Many of Buckingham's up-to-the-minute forecasts flow from her overarching view of the generations. The Xs, those in their 30s, are profoundly cynical, and the younger Ys, ages 14 to 28, are entitled and optimistic.

Standing at the podium at Trend School, Buckingham uses her infectiously cheery voice to nonetheless spin out a rather bleak psychological landscape for the 42 million American who qualify as Xs, the country's first generation of grown-up latchkey kids, who all had midlife crises at the ripe old age of 25.

One in 2 had parents who were divorced. One in 2 had both parents work. People had as "many different stepparents as CDs on the CD player." Xs matured into a world in decay, with holes in the ozone layer, lead in the water and the famous fried egg on TV showing "your brain on drugs." AIDS arrived just as they fumbled their way into sex. As consumers, Xers are "realistic and pessimistic, independent, commitment-phobic."

Consequently, because of X's undercurrent of depression, there have been huge increases in self-help books and interest in spirituality.

By contrast, Ys have a slightly annoying (at least to non-Ys) sense of their own greatness. They're the unintended byproduct of the enlightened parenting of the boomer set, kids who grew up in the "protect the children" era of car seats, when parents espoused the philosophy "you don't have to win, you just have to show up."

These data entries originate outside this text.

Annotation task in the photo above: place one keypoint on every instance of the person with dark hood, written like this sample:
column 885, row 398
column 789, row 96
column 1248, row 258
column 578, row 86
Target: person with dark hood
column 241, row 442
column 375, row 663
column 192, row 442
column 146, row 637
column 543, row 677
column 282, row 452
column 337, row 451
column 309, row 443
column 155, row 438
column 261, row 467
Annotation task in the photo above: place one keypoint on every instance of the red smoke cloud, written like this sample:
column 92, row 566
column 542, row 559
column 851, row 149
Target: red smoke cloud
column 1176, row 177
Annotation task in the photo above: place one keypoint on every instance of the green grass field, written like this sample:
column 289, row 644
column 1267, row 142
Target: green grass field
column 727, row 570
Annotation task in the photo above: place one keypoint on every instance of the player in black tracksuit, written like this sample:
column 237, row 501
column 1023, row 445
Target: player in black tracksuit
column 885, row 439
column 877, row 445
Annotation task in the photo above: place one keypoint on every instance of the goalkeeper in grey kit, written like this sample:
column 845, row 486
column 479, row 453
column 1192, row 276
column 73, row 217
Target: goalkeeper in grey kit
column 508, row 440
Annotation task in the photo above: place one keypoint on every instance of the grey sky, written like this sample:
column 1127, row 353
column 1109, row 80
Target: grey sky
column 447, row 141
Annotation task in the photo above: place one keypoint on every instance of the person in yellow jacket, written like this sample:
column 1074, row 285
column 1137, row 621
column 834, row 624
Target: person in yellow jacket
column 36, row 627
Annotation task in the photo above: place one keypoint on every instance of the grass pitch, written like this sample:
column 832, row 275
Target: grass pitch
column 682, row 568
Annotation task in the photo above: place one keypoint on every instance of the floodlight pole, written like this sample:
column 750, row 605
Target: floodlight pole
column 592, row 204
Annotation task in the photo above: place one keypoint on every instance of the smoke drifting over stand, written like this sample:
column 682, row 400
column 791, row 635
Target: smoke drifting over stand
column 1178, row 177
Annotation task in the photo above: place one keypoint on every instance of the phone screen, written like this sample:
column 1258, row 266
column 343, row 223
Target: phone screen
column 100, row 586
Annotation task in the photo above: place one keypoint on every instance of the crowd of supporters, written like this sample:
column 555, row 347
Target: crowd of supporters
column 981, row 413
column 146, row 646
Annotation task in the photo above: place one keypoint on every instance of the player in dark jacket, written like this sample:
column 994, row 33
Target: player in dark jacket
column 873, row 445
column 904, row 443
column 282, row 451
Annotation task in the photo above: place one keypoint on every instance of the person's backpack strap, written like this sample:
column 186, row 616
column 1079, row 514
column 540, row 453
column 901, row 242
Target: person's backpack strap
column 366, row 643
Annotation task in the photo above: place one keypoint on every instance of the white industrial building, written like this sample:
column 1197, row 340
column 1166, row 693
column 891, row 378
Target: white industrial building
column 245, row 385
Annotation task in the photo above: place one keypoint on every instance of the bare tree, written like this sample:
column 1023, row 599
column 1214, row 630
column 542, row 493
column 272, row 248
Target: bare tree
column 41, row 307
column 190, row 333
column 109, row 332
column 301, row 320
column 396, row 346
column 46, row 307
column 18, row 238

The coddling has led to some bizarre culture clashes in the workplace. Buckingham explains that Ys often show up and think, "What are you going to give me?" while their elder co-workers and bosses are wondering, "What is wrong with these people?" The college admissions people call them the "teacups" because they're so fragile. As consumers, they're "realistic and optimistic, individualistic but group-oriented." She details other trends affecting this age group, like the phenomenon of "permalancing," where everything, including jobs, homes and relationships, is viewed as a temporary way station until something better comes along, and a spongy moral code that differs sharply from that of their "peerents," their mothers and fathers who often act like their contemporaries.